July 22, 2018

Tenth Circuit: Federal Revocation Proceeding Inappropriate Venue for Collateral Attack on State Court Conviction

The Tenth Circuit Court of Appeals issued its opinion in United States v. Engles on Wednesday, March 4, 2015.

Billy Engles, a registered sex offender, was on federal supervised release for an unrelated offense when he accompanied his then-girlfriend to her daughter’s high school to update emergency contact information. He was at the school for approximately ten minutes. A school employee recognized Engles as a sex offender and reported his visit. Engles was charged with violating Oklahoma’s Zone of Safety Around Schools Statute, which prohibits sex offenders from “loitering” on or around schools. Engles argued in state court that he was not “loitering” because his visit to the school was for a specific purpose and was very short, but he was ultimately convicted. He is appealing his state court conviction.

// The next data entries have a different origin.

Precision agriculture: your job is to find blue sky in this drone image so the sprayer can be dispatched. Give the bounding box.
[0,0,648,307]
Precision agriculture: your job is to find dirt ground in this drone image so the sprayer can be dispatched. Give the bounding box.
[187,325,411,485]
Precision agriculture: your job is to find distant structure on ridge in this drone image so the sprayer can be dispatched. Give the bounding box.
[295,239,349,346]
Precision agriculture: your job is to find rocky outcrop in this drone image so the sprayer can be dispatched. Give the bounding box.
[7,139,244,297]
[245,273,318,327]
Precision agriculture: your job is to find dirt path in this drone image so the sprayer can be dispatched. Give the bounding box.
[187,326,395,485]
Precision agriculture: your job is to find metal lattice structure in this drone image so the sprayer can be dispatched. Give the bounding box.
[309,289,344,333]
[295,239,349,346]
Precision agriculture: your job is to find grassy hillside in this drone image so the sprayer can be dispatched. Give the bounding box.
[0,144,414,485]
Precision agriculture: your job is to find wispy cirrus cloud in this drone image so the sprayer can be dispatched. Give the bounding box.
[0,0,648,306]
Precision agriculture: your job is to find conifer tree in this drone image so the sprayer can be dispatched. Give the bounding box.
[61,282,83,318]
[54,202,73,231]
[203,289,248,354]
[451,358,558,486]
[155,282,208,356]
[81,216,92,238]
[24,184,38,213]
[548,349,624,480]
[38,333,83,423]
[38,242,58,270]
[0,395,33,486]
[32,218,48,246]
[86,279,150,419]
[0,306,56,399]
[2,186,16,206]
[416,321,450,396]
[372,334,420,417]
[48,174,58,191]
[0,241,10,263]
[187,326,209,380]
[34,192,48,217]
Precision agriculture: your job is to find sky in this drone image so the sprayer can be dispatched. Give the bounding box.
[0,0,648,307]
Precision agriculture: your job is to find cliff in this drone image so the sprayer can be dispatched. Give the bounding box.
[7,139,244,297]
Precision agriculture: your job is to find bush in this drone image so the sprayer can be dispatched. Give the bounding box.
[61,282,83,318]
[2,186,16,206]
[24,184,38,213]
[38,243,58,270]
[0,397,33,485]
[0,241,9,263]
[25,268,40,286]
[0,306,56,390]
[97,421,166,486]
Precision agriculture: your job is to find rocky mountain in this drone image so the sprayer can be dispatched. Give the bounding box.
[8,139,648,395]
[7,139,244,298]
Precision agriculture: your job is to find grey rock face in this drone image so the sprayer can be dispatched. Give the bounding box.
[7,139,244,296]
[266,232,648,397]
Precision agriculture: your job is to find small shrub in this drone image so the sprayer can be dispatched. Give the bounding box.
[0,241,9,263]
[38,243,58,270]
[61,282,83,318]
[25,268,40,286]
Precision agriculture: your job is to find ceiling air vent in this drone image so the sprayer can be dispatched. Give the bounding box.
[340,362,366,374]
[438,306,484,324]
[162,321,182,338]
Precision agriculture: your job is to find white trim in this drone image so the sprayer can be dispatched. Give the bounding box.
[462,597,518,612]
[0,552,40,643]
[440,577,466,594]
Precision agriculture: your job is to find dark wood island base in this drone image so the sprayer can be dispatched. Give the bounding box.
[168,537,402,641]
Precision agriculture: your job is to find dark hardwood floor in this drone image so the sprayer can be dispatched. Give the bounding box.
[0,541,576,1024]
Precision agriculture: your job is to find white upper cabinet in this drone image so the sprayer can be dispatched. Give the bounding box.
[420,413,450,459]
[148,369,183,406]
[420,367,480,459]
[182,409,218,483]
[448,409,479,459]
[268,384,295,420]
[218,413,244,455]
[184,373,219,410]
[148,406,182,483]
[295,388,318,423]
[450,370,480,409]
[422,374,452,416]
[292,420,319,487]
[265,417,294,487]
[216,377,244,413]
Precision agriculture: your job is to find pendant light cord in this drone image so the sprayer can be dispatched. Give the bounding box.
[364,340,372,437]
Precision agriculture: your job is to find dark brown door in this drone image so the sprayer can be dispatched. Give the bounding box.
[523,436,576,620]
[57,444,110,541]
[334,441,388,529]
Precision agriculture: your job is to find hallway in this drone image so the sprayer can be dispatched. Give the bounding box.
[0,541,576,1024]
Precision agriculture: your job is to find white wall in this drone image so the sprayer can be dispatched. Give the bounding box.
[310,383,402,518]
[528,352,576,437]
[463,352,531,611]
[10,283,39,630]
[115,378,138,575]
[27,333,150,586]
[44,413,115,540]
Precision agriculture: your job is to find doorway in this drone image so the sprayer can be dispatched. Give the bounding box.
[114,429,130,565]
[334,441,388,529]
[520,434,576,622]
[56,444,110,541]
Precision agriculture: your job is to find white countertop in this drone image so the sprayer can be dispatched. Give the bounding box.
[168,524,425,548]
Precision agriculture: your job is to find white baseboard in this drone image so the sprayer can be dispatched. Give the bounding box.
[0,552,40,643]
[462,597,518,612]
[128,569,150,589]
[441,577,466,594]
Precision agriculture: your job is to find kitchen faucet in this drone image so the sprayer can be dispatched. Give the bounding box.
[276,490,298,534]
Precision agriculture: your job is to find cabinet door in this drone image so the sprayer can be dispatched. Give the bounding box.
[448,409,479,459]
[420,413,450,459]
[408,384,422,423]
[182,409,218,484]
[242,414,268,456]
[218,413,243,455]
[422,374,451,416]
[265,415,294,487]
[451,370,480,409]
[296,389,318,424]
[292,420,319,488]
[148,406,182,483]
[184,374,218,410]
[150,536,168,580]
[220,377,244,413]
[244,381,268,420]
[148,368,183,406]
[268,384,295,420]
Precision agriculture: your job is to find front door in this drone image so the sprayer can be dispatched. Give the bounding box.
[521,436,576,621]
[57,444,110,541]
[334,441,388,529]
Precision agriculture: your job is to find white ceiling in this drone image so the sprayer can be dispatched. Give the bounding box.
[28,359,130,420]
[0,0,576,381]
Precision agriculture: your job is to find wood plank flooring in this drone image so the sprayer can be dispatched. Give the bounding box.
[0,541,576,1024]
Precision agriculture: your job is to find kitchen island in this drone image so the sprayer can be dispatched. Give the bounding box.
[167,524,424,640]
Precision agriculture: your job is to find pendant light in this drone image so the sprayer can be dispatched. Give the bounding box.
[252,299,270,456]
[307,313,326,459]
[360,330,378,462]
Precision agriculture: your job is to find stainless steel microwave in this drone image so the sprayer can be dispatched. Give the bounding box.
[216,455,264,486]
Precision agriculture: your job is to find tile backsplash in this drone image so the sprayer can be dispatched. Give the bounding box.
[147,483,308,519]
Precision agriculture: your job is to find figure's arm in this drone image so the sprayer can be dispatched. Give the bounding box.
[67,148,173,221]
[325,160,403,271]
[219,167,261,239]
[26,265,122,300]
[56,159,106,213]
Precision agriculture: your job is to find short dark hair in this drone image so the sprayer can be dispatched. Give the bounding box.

The federal court revoked Engles’ supervised release based on the state court conviction, and Engles appealed. On appeal, however, Engles did not dispute that his criminal conviction provided an adequate evidentiary basis for revocation of release, but rather argued that the conduct complained of in Oklahoma state court did not constitute “loitering.” The Tenth Circuit characterized Engles’ argument on appeal as a straightforward collateral attack on his state court conviction. Noting that Engles must challenge his conviction in state court rather than through a collateral attack in the revocation proceeding, the Tenth Circuit affirmed the revocation of Engles’ supervised release. In a footnote, the Tenth Circuit added that nothing in its opinion prevented Engles from filing a future motion to vacate his supervised release revocation, should he prevail in his state court appeal.